What it argues
Kafka on the Shore runs two parallel narratives that eventually, obliquely, converge. Kafka Tamura is fifteen years old and has run away from his Tokyo home to escape a curse his father placed on him — that he will kill his father and sleep with his mother and sister. He ends up in a private library in Takamatsu, where he encounters a woman named Saeki who may or may not be his mother, and another named Oshima who becomes his guide. Meanwhile, Nakata is an elderly man in Tokyo who lost his memory and much of his mind in a mysterious wartime incident and can now talk to cats. He is being drawn, with no understanding of why, toward the same library and the same metaphysical event.

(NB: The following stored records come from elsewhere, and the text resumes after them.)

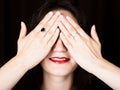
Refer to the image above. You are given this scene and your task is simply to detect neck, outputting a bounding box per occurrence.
[42,72,73,90]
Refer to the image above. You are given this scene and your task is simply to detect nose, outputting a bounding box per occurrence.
[53,38,67,52]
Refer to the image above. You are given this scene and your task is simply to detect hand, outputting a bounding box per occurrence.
[16,12,60,69]
[59,15,102,72]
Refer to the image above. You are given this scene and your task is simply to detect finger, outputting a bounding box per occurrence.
[35,12,53,32]
[60,15,77,36]
[43,19,59,40]
[19,22,27,39]
[91,25,100,44]
[66,16,89,37]
[58,22,74,43]
[60,33,72,50]
[44,11,60,29]
[47,28,60,48]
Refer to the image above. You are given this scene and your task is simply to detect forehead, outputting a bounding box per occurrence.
[53,9,77,22]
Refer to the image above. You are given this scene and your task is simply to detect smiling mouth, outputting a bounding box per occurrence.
[49,57,70,64]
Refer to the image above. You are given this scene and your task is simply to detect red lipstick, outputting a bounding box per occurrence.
[49,57,70,64]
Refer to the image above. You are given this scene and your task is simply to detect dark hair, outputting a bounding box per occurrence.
[26,0,91,90]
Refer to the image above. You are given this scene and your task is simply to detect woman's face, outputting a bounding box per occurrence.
[41,10,77,76]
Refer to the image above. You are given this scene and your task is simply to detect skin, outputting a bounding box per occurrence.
[0,10,120,90]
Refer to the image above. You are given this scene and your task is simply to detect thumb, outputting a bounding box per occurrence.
[19,22,27,39]
[91,25,100,44]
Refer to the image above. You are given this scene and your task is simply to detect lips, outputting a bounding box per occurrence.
[49,57,70,64]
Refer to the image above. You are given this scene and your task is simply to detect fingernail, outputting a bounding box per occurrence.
[66,16,70,20]
[56,11,60,15]
[48,11,53,15]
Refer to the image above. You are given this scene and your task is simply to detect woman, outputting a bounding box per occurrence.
[0,0,120,90]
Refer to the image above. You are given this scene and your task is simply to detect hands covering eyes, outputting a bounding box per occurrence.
[17,12,101,69]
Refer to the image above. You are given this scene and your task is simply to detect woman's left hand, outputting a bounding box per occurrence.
[59,15,102,73]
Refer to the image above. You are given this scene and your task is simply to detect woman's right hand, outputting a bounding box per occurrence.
[16,12,60,69]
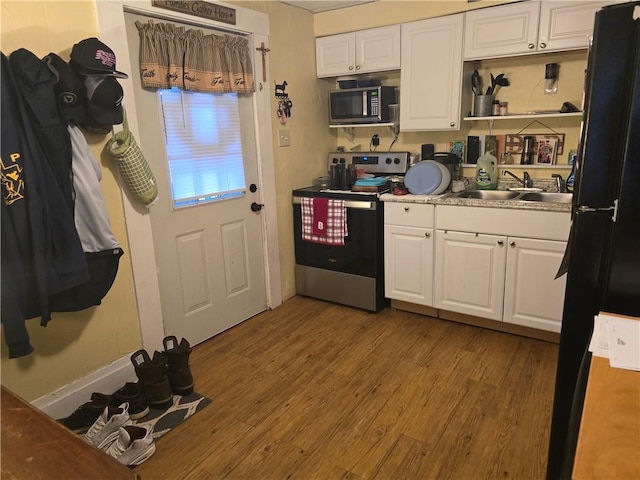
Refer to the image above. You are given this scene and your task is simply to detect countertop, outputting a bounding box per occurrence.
[380,193,571,213]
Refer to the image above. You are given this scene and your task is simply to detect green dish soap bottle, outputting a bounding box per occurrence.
[476,153,498,190]
[566,151,578,193]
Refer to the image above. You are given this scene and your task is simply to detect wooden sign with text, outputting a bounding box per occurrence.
[151,0,236,25]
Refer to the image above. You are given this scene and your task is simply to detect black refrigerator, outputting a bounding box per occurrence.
[547,1,640,480]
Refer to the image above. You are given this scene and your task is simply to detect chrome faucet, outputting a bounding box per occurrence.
[502,170,533,188]
[551,173,565,192]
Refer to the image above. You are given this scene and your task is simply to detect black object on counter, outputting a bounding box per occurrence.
[520,135,536,165]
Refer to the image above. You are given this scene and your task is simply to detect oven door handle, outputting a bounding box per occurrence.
[293,197,377,210]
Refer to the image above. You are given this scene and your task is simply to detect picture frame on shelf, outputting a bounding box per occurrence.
[504,133,564,158]
[535,137,558,165]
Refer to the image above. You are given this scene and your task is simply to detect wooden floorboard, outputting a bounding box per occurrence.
[136,297,557,480]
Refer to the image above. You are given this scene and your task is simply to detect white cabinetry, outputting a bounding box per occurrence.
[316,25,400,77]
[434,205,570,332]
[384,202,434,306]
[503,237,567,333]
[400,14,463,132]
[435,230,506,320]
[464,0,612,60]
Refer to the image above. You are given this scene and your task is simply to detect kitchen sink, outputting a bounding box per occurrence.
[457,190,521,200]
[518,192,573,203]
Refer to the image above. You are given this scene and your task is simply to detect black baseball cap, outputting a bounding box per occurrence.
[69,37,129,78]
[84,75,123,130]
[42,53,87,125]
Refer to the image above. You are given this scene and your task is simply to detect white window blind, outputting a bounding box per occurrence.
[158,88,246,207]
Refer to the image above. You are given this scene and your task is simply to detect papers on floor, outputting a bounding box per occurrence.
[589,312,640,371]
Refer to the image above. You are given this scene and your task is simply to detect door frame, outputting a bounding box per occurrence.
[95,0,282,349]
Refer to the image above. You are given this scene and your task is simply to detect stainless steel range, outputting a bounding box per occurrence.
[293,152,409,312]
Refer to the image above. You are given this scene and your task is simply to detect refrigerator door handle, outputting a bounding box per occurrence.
[578,198,618,222]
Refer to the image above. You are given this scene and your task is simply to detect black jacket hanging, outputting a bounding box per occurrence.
[9,48,73,212]
[0,54,89,358]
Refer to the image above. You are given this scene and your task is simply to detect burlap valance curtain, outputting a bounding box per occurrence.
[136,20,255,93]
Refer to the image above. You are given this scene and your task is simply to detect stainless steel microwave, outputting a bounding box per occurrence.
[329,86,396,124]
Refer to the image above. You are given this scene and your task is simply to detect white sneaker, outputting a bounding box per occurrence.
[84,402,131,450]
[107,425,156,466]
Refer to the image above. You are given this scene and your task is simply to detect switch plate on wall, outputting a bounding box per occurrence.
[278,128,289,147]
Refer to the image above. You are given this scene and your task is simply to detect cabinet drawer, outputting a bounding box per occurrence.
[436,205,571,241]
[384,202,434,228]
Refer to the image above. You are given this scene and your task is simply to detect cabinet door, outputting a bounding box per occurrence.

The novel operates in the space where the unconscious meets waking life — which is to say, where ordinary reality starts to come apart. Raining fish and raining leeches. Cats that converse about the weather. A spirit in a painting. A mysterious stone that can open an entrance between worlds. Murakami is drawing on Kafka (the Metamorphosis-era strangeness, the implacable dream-logic), on Greek tragedy, and on Japanese folk religion, mixing them with the usual signifiers of his particular world: jazz, whiskey, Raymond Carver, Johnnie Walker as a sinister figure.
What it gets right
- 1.
The novel's dream-logic is not a failure of plotting but a deliberate formal choice: some things cannot be explained because they are not the kind of thing that explains.
- 2.
Kafka's flight from an Oedipal prophecy sets up the central irony — the harder he runs from fate, the more directly he moves toward it.
- 3.
Nakata functions as a kind of innocent through the novel's chaos: the man who lost his intellect but retained something else, a kind of rightness, that guides him where understanding cannot.
What it covers
Who wrote it
Haruki Murakami was born in Kyoto in 1949 and studied drama at Waseda University. He ran a jazz bar in Tokyo before publishing his first novel in 1979. Norwegian Wood (1987) made him a literary celebrity in Japan. His major novels include The Wind-Up Bird Chronicle, Kafka on the Shore, 1Q84, and Killing Commendatore. His work blends Japanese literary tradition with Western pop culture, jazz, and European modernism. He is among the most translated living authors and a perennial Nobel Prize contender.